Rivendicando il partito formale la capacità di resistere sulle dorsali del partito storico, ed essendo il partito formale solo in ragione di questa capacità, si concludeva che il piccolo partito comunista internazionale possedeva il bagaglio (teorico-programmatico ) necessario e sufficiente per affrontare una eventuale ripresa dello scontro di classe, in altre parole esso possedeva tutti gli attributi per dirigere la classe verso la sua missione storica. Ovviamente tale condizione era sempre legata alla capacità di analizzare con successo le dinamiche complesse del capitalismo, in altre parole il collegamento autentico con la teoria marxista,  rivendicato da un certo partito formale, veniva sperimentalmente verificato dalla sua capacità di vedere la realtà del capitalismo, il livello di scontro fra le classi, i rapporti di forza fra borghesia e proletariato e fra le stesse borghesie nazionali concorrenti. Da questa capacità discendeva ovviamente una linea di azione realistica e adeguata al periodo storico. Nel momento in cui il nuovo corso, e non solo esso, iniziarono a definire il piccolo partito formale un nucleo in via di ampliamento tramite l’aggregazione di avanguardie CLASSISTE, in realtà spezzoni di gruppuscoli politici ormai estinti, non fecero altro che ripetere l’errore dei fronti democratici fra forze politiche eterogenee.

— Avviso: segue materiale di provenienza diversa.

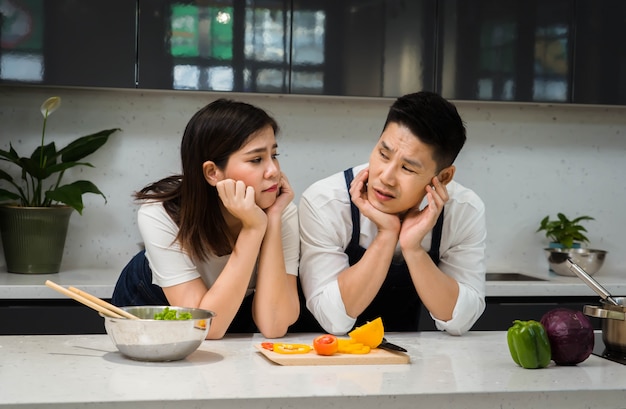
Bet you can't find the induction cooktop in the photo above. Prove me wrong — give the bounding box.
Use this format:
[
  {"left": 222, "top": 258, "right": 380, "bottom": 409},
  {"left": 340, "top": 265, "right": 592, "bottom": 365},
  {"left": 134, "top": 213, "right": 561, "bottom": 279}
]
[{"left": 591, "top": 332, "right": 626, "bottom": 365}]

Alla faticosa attività di contatto e propaganda con i proletari d’avanguardia, che nel corso della lotta possono raggiungere un livello di coscienza avanzato anche non militando nel partito formale, il nuovo corso sostituiva il connubio/matrimonio con i reduci politici di gruppuscoli ormai estinti per le proprie interiori lacune politiche e teoriche. La fregola attivistica che aveva caratterizzato questi gruppuscoli si incrociò infine con la deformazione delle tesi caratteristiche della corrente compiuta dal nuovo corso. Alla fine fu l’orgia del movimentismo politico, in assenza di un corrispondente movimento sociale di lotte operaie. Abbandonando le lezioni della storia, condensate nelle tesi caratteristiche del partito elaborate dai ”vecchi compagni”, la cosiddetta centrale andò infine incontro alla sventura. Nella tragedia di Sofocle, il protagonista, Edipo, lo scioglitore dell’enigma della Sfinge, dopo avere scoperto l’orribile verità su se stesso, rifiuta la corona di re, si ritira a Colono, e qui conquista la saggezza. Ma la saggezza appare nel momento in cui Edipo rinuncia ai suoi sogni di gloria, ai suoi stessi occhi, il suo autoaccecamento gli apre le porte della vera conoscenza.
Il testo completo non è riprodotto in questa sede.